I, Daniel Blake: "When You Lose Your Self Respect, You're Done For"

Director: Ken Loach
Writer:     Paul Laverty
Starring: Dave Johns
                Hayley Squires
                Dylan McKiernan
                Briana Shanna
                Kema Sikazwe
Rating:    *****

Release Date: Out Now 

British cinema is often under appreciated and sadly never seen by as many people as it should be. Films like Tyrannosaur, Tower Block and The Disappearence of Alice Creed are truly superb films, that have a very small audience; even in Britain itself. I, Daniel Blake is a sad example of this; the BAFTA winning film I had never heard of till BAFTA night is an emotive and raw drama that needs to be seen by more.

Daniel Blake (Johns) is a widower, living on benefits, struggling with his health and trying to find out what his meaning is after his wife passed away. Though possibly seeming disgruntled and angry when people first meet him, he actually proves himself to be a caring and gentle man looking for healing. He shows his kind heart when he meets single mum, Katie (Squires), and her children Dylan and Daisy. New to the area and trying to sign on to claim her benefits, Daniel gives her the help and support she needs when things begin to get too much. They each become each other's emotional support and form a father/daughter relationship in the face of adversity.

Dave Johns is gripping the role of Daniel Blake, filling the screen with warmth, grief and heart. He is a character that many of us probably know or can relate to in one way or another, which makes him that much more easier to empathise for. He is struggling, he is mourning and he is scared; and at some point in everyone's life, that is something we must go through.

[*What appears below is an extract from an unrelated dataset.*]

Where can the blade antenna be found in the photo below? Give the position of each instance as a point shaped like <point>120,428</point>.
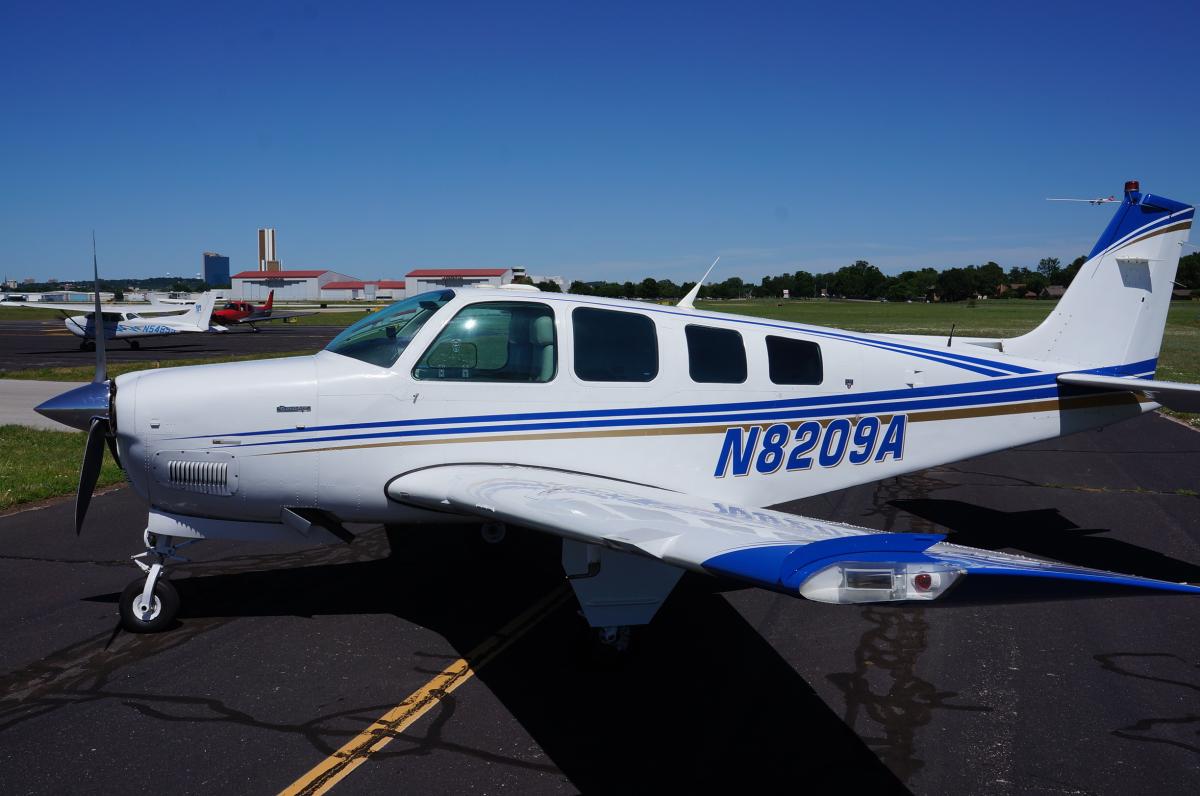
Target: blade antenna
<point>688,301</point>
<point>99,321</point>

Johns is able to keep his performance natural and grounded, and it is a gripping performance to watch.

Johns is brilliant in his role, and supporting him is the stunning Hayley Squires. I've not seen her in anything before, but was blown away by her gutsy and brave portrayal of Katie. She is a woman that just wants the best for her children, skipping meals and making drastic choices in order to keep them healthy and safe. Squires is gritty and strong in the way she delivers Katie, but isn't afraid to deliver a vulnerability when it is required. Her performance is genuinely stunning and moments towards the end of the film packed a huge emotional punch!

A special mention needs to go to Briana Shanna, who plays Katie's daughter Daisy. She is a mature and sharp young actress who handles the subject and script wonderfully. Her work with Johns and Squires feels natural and she lights up the screen whenever she appears.

Director Ken Loach and writer Paul Laverty have worked together, along with the actors, to make a thought-provoking and intriguing look at the state of some areas of Britain and the people that live there. It is a story about fighting for what is right, and doing the best you can despite things seeming impossible. Loach has kept the film looking raw and gritty, while Laverty's script is real and moving. I, Daniel Blake is British cinema done perfectly, and if you haven't seen it...do!